El mundo de hoy depende mucho de nuestra conexión a internet. El acceso a internet de banda
ancha no solo es una herramienta vital para la educación, la atención de salud y para comunicarnos con
nuestros seres queridos. También es un conducto de crítica importancia, esencial para la vida moderna.
Como país, hemos reconocido la significativa importancia de la conectividad y hemos realizado una
inversión histórica destinada a que la internet de banda ancha sea para todos. Y al mismo tiempo, a nivel
nacional, no contamos con un marco regulatorio para asegurarnos de que este conducto de crítica
importancia siga siendo accesible y seguro.

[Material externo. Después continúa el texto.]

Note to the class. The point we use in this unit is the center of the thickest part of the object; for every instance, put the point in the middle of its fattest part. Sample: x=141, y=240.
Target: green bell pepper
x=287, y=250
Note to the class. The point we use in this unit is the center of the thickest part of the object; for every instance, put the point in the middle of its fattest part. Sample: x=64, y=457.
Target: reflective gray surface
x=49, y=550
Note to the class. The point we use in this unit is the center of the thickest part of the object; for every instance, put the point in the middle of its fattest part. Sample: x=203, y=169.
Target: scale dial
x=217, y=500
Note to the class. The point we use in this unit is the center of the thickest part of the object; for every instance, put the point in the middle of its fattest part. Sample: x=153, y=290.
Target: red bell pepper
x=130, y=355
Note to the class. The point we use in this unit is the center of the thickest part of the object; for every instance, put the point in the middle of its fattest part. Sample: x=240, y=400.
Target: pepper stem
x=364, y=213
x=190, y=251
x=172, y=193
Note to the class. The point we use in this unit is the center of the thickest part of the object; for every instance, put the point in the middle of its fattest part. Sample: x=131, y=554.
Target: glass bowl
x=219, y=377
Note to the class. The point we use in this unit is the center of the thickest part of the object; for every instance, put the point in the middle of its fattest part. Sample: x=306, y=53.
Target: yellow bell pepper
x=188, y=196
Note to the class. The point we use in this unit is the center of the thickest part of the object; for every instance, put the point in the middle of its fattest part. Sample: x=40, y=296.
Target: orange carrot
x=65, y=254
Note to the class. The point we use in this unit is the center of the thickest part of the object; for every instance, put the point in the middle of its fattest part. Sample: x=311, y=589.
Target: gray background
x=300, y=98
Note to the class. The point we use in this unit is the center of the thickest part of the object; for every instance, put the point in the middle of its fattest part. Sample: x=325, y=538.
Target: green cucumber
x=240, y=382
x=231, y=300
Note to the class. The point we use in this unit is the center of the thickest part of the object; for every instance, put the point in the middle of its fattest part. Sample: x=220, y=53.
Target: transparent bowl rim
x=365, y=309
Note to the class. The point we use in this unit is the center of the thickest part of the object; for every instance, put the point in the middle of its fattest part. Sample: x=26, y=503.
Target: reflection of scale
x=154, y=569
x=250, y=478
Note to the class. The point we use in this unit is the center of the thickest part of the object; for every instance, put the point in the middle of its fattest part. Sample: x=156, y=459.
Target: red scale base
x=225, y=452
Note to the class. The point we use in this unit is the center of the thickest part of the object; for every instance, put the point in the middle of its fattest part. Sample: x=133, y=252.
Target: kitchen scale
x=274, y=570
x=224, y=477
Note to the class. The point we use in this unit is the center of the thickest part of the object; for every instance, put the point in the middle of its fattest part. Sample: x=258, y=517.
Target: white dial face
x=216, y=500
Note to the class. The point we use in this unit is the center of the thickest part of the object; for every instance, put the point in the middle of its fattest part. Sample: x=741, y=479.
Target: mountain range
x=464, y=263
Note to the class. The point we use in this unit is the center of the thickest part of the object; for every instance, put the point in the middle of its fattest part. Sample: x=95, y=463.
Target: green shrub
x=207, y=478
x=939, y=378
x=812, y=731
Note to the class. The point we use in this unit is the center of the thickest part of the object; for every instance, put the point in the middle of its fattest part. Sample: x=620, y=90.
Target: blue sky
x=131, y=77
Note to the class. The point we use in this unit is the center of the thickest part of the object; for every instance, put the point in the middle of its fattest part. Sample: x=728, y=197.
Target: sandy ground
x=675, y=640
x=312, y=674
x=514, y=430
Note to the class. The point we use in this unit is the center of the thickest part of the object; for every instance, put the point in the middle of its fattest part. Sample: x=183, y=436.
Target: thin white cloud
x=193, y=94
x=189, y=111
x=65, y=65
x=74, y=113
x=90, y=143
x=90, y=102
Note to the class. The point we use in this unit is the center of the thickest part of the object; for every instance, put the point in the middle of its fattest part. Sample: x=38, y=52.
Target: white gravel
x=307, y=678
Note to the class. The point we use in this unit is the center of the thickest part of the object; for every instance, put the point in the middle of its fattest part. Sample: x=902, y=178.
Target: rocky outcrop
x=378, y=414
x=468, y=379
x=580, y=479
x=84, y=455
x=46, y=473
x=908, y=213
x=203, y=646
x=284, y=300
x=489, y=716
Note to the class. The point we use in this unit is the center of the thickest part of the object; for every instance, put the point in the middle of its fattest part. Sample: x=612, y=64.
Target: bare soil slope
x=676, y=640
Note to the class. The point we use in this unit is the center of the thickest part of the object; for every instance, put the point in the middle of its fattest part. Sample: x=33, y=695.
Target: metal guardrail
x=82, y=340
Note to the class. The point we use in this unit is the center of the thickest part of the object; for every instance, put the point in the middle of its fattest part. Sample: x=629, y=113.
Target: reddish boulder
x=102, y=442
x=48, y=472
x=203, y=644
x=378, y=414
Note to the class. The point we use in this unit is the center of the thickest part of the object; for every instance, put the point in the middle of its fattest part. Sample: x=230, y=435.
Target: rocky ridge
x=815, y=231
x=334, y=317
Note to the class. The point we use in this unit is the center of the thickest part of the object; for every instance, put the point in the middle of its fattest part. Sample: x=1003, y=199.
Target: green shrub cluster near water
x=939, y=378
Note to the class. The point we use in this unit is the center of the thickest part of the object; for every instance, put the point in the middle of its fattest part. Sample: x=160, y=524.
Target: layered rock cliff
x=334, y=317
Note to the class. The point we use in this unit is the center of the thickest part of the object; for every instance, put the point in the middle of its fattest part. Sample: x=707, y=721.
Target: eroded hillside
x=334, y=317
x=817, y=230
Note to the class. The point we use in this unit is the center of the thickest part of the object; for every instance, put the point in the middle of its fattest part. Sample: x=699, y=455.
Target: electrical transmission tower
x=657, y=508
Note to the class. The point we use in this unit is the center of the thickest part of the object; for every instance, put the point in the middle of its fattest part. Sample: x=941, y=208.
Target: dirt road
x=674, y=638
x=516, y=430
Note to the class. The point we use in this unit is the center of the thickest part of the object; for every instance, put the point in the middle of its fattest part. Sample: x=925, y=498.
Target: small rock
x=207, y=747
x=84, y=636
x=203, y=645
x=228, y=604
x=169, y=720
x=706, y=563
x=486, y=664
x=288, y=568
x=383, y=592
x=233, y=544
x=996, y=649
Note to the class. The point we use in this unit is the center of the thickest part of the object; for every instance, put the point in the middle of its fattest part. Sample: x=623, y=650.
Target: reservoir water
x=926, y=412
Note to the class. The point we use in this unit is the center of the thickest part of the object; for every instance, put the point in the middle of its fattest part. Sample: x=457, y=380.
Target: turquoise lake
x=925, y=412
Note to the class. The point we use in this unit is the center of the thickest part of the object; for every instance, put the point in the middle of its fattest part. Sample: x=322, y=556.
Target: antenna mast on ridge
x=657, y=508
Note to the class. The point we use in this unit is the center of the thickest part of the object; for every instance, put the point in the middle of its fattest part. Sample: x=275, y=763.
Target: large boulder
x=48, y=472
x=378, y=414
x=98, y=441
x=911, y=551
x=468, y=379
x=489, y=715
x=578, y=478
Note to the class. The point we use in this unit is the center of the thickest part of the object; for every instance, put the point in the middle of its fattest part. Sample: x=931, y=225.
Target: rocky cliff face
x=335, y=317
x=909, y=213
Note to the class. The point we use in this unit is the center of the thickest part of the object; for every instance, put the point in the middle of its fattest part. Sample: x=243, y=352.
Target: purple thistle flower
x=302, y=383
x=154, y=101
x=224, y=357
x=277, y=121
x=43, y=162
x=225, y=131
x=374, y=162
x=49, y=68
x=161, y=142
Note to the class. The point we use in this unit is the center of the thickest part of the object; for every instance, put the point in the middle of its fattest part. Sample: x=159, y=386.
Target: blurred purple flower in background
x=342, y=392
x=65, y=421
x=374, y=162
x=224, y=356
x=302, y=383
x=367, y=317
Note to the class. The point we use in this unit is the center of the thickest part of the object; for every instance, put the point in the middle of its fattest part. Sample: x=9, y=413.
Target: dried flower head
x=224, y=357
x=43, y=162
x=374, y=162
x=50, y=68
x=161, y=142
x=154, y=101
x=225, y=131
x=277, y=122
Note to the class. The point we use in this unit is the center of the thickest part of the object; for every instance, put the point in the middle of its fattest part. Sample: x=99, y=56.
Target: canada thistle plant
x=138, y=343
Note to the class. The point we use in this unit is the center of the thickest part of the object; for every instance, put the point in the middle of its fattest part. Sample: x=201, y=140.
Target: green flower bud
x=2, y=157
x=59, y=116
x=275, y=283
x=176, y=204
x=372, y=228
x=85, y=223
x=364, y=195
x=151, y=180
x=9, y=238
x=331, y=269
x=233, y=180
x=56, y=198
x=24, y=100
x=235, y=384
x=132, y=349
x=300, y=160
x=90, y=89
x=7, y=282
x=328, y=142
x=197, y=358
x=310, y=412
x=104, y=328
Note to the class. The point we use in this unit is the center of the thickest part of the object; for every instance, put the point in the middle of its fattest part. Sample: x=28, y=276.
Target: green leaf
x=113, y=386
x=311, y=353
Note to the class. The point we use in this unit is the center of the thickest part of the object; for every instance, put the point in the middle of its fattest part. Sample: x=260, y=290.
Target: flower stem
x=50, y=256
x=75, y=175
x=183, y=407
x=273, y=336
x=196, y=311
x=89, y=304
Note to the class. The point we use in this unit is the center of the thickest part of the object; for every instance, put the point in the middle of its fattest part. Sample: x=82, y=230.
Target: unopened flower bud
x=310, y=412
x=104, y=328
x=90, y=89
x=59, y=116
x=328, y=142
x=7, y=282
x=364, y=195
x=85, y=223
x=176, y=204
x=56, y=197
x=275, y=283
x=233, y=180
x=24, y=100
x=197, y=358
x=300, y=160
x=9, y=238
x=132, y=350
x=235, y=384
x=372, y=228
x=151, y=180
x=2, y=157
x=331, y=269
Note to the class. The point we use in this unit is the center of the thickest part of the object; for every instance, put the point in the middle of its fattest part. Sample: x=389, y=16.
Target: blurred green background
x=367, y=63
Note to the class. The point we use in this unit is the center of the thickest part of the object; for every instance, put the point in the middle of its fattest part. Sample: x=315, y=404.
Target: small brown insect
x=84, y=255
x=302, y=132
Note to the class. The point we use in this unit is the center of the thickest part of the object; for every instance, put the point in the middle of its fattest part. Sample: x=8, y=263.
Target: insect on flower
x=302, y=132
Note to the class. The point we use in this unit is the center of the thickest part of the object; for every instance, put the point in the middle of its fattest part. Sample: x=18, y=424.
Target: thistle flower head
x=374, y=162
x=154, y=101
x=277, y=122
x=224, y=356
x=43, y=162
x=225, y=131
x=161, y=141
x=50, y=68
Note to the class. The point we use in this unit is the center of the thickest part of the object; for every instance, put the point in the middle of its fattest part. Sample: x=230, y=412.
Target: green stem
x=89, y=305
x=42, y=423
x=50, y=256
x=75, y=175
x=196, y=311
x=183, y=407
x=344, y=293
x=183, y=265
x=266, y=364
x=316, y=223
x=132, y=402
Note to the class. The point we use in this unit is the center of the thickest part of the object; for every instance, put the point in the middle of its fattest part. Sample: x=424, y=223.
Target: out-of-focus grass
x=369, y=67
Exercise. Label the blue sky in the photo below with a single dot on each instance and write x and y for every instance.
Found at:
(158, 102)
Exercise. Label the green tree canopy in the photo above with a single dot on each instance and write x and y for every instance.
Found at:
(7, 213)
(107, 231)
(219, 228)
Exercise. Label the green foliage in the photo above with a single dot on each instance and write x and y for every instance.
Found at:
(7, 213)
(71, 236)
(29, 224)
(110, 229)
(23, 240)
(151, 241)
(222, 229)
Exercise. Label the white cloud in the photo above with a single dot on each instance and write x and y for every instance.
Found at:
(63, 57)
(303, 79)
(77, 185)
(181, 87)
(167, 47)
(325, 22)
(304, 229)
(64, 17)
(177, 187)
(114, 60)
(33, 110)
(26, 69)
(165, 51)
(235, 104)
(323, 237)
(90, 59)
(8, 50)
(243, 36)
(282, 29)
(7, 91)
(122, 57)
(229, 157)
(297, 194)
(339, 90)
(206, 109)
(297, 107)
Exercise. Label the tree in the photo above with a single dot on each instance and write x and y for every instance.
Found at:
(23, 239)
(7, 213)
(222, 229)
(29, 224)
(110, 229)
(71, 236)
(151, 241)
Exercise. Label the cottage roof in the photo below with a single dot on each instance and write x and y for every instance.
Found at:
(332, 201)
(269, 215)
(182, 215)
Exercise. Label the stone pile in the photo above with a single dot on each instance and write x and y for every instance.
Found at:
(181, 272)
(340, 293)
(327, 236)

Quiero ser muy clara en relación con lo que estamos considerando. Hoy, damos inicio a un
procedimiento para recibir comentarios del público sobre la mejor manera de salvaguardar y asegurar la
infraestructura de banda ancha, proteger a los consumidores y garantizar que la internet permanezca
abierta y disponible para todos los proveedores de contenido y para todos los consumidores. Proponemos
alinear la histórica inversión federal destinada actualmente a la instalación de banda ancha con políticas
que protejan la apertura y la integridad de dichas redes. Este procedimiento no consiste en controlar el
contenido de internet. No consiste en sofocar la inversión, regular las tarifas o reducir la competencia.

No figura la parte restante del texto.